SET DEFERRED PREPARE

This can reduce the overhead of large numbers of prepare statements that are rarely opened. It causes a task to delay actually preparing the statement until the time the statement is executed or a related cursor is OPENed. This reduces the number of back and forth communication steps reducing the overhead in the engine. Also statements that are never executed are never actually prepared. Very useful with applications that are produced by code generator output (ala FourGen).

User Virtual Processors

Permits you to isolate UDRs and datablades to purpose specific VPs so that bugs and performance problems in these user developed features cannot adversely affect unrelated users.

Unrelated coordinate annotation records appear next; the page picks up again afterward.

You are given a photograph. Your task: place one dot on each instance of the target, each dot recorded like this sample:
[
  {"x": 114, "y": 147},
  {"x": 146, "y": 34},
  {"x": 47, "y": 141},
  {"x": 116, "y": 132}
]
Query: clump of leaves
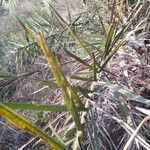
[{"x": 94, "y": 51}]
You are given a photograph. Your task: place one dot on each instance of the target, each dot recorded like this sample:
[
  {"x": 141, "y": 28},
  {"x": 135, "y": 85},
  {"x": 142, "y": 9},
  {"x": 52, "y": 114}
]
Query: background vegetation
[{"x": 74, "y": 74}]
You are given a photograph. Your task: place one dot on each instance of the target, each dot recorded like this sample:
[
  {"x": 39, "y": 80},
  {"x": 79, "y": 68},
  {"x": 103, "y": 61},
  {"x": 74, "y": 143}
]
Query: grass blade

Note that unlike the extension libraries available for some other database systems, any of these features that are not built-in are incorporated into the core of the IDS engine so that their use does not detract for server performance and they can be isolated in 'user' class VPs so that bugs in extensions cannot cause general server crashes. Once such code has been thoroughly debugged it can be deployed in the standard CPU VPs or in multiple user VPs to gain from server parallelization.

Index rebuild using larger page sizes:

Mark Scranton makes a very convincing case that indexes are more efficient on larger pages. The anecdotal evidence to date seems to bear him up. Most sites that have tried the trick have experienced noticeable improvement in indexed query performance. Whether this is because the indexes are flatter and so require fewer IOs to access a particular key leaf or because the index pages end up isolated in their own buffer cache apart from the data pages, thereby reducing contention for buffers, is not clear. I suspect that there is a lot of both causing the effect. I am a fan of isolating buffers by purpose to eliminate intra-application contention.